Published online by Cambridge University Press: 05 June 2012
The fact that signed languages use as articulators the hands, face, and body rather than the vocal tract suggests that spoken and signed languages might be vastly different from one another and that signed languages might lack some of the properties shared by grammars of spoken languages … However, despite the differences in resources provided by the two forms of communication, signed languages have been demonstrated to be highly constrained, following general restrictions on structure and organization comparable to those proposed for spoken languages.

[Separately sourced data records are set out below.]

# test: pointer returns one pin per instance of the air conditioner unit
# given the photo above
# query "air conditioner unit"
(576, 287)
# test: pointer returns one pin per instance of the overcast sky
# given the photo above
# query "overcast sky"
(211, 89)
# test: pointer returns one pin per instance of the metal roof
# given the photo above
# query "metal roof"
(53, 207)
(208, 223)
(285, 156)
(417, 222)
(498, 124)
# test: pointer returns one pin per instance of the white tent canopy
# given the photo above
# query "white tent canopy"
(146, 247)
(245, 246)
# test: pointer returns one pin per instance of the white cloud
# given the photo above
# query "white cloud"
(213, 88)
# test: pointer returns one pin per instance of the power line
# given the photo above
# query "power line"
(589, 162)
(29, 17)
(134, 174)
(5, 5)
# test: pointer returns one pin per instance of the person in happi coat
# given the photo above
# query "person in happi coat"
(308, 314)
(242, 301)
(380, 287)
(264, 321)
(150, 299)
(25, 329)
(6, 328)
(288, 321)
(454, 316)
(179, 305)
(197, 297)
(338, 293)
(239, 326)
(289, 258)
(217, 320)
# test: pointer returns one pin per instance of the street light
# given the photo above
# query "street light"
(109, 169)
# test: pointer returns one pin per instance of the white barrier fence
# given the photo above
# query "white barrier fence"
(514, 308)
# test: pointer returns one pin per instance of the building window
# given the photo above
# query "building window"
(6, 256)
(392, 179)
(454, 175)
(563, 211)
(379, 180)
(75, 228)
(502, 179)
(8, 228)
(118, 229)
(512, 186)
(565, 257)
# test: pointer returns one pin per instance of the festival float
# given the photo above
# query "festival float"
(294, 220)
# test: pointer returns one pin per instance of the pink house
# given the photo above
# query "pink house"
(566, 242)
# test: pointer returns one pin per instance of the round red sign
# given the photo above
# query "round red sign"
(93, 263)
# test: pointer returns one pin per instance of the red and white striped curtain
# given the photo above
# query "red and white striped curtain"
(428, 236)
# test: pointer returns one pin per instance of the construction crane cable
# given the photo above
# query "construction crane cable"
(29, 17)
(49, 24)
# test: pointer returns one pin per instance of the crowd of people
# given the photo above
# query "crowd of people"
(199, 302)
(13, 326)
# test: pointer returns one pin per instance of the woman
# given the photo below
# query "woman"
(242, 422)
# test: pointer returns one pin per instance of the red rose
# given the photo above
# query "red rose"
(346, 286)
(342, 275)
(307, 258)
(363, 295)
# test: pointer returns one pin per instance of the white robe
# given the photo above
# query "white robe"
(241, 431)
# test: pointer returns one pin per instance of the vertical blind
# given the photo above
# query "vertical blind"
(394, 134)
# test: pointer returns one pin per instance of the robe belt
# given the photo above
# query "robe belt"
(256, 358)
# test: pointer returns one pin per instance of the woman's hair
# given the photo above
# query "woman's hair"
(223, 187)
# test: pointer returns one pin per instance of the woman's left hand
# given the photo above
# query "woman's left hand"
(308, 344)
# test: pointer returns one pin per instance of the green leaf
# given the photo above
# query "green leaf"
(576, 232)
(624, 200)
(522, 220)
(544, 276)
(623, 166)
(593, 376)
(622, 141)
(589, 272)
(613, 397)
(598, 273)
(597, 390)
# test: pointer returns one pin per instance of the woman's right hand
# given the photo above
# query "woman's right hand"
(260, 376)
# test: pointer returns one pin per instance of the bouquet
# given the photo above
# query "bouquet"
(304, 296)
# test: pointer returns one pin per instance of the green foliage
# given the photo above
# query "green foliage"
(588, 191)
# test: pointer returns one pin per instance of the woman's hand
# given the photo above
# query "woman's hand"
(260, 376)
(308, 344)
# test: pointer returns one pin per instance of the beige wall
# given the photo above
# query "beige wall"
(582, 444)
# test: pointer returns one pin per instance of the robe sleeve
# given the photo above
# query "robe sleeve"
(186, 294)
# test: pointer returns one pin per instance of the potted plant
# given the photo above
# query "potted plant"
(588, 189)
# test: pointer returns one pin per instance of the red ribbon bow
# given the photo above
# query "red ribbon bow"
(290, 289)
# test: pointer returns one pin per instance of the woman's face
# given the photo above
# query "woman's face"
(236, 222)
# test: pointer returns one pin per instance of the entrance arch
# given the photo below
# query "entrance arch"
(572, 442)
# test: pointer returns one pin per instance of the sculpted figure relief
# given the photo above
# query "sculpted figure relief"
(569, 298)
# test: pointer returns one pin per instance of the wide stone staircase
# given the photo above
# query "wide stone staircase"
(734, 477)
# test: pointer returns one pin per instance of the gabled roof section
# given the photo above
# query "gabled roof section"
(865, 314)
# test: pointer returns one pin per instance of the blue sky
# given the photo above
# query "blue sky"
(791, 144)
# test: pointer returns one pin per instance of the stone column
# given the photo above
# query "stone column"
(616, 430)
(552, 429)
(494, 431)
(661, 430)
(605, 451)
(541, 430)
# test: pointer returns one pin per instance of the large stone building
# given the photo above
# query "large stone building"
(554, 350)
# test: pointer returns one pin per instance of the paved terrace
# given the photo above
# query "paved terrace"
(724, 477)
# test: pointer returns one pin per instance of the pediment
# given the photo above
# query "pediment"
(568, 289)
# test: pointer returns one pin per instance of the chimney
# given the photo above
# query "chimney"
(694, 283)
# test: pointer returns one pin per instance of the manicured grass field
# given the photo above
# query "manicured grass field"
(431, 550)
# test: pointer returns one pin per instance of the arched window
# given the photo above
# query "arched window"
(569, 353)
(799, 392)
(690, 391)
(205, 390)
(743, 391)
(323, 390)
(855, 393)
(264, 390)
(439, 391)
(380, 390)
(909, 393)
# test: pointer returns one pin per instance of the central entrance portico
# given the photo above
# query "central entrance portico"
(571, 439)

H. Poizner, E.S. Klima, and U. Bellugi, What the hands reveal about the brainLANGUAGE FROM A DIFFERENT PART OF THE BODY
Shortly after a signed language used by deaf people was first studied as a language and not as a speech surrogate or secondary code (Stokoe, 1960), it became obvious that information about non-vocal languages might shed light on the nature of language in general. Questions about the possible origin and development of language, whether it evolved from general cognitive capacities or without need of them, whether it resulted from unique and identical neural structures in every brain – these and other questions might well be reexamined in the light of information about language without speech. Many studies of ASL, however, have been based on the untested assumption that language structure is everywhere the same – the same no matter where in the world, the same now as when language began, the same in every brain, the same whether expressed vocally or visibly.